Create distance map:

distances =
  Enum.map(
    Tuple.to_list(cities),
    fn {long, lat, _name} ->
      Enum.map(
        Tuple.to_list(cities),
        fn {long2, lat2, _name2} ->
          # "#{name} -> #{name2}"
          Geocalc.distance_between([lat, long], [lat2, long2])
        end
      )
      |> List.to_tuple()
    end
  )
  |> List.to_tuple()

Algorithm itself:

defmodule TSP do
  defp lookup(dist, a, b) do
    elem(elem(dist, a), b)
  end

  defp generate_options([], _done) do
    []
  end

  defp generate_options([head | tail], done) do
    [
      {head, done ++ tail}
    ] ++ generate_options(tail, [head | done])
  end

  def tsp(here, [], dist, current_dist, current_path, best_dist, best_path) do
    new_dist = current_dist + lookup(dist, here, 0)

    cond do
      new_dist < best_dist -> {new_dist, current_path ++ [0]}
      true -> {best_dist, best_path}
    end
  end

  def tsp(here, remaining, dist, current_dist, current_path, best_dist, best_path) do
    options = generate_options(remaining, [])
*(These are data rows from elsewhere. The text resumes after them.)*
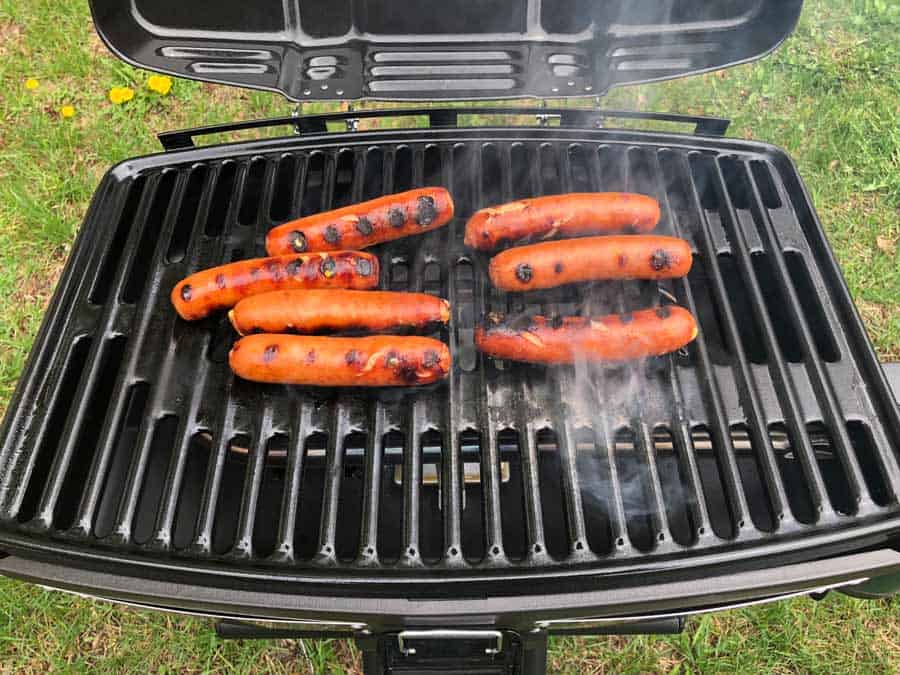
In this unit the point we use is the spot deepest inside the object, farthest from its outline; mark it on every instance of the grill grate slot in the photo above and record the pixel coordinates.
(251, 192)
(152, 480)
(187, 213)
(676, 495)
(312, 490)
(151, 234)
(349, 515)
(283, 192)
(721, 515)
(221, 199)
(818, 324)
(552, 494)
(42, 458)
(595, 485)
(107, 501)
(188, 506)
(117, 245)
(150, 444)
(75, 461)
    List.foldl(options, {best_dist, best_path}, fn {next, rest}, {best_dist, best_path} ->
      new_dist = current_dist + lookup(dist, here, next)

      cond do
        new_dist < best_dist ->
          tsp(next, rest, dist, new_dist, current_path ++ [next], best_dist, best_path)

        true ->
          {best_dist, best_path}
      end
    end)
  end
end

Convenient tuple of city names:

citynames =
  cities
  |> Tuple.to_list()
  |> Enum.map(fn {_long, _lat, name} -> name end)
  |> List.to_tuple()

Run solver (this may take some time):

cityindex = 0..(tuple_size(citynames) - 1) |> Enum.to_list()
result = TSP.tsp(hd(cityindex), tl(cityindex), distances, 0, [hd(cityindex)], nil, nil)

Show Result

Result in textual form:

{best_dist, best_path} = result
IO.puts("Shortest loop (total distance: #{best_dist / 1000} km):")
Enum.each(best_path, fn index -> IO.puts("- #{elem(citynames, index)}") end)

Define path as needed by MapLibre:

path =
  Enum.map(
    best_path,
    fn index ->
      {long, lat, _name} = elem(cities, index)
      {long, lat}
    end
  )

Plot on map:

result_map =
  map
  |> Ml.add_source("route",
    type: :geojson,
    data: [
      type: "Feature",
      geometry: [
        type: "LineString",
        coordinates: path
      ]
    ]
  )
  |> Ml.add_layer(
    id: "route",
    type: :line,
    source: "route",
    layout: [
      line_join: "round",
      line_cap: "round"
    ],
    paint: [
      line_color: "#888",
      line_width: 4
    ]
  )

Note: Maplibre does not draw edges across the pacific.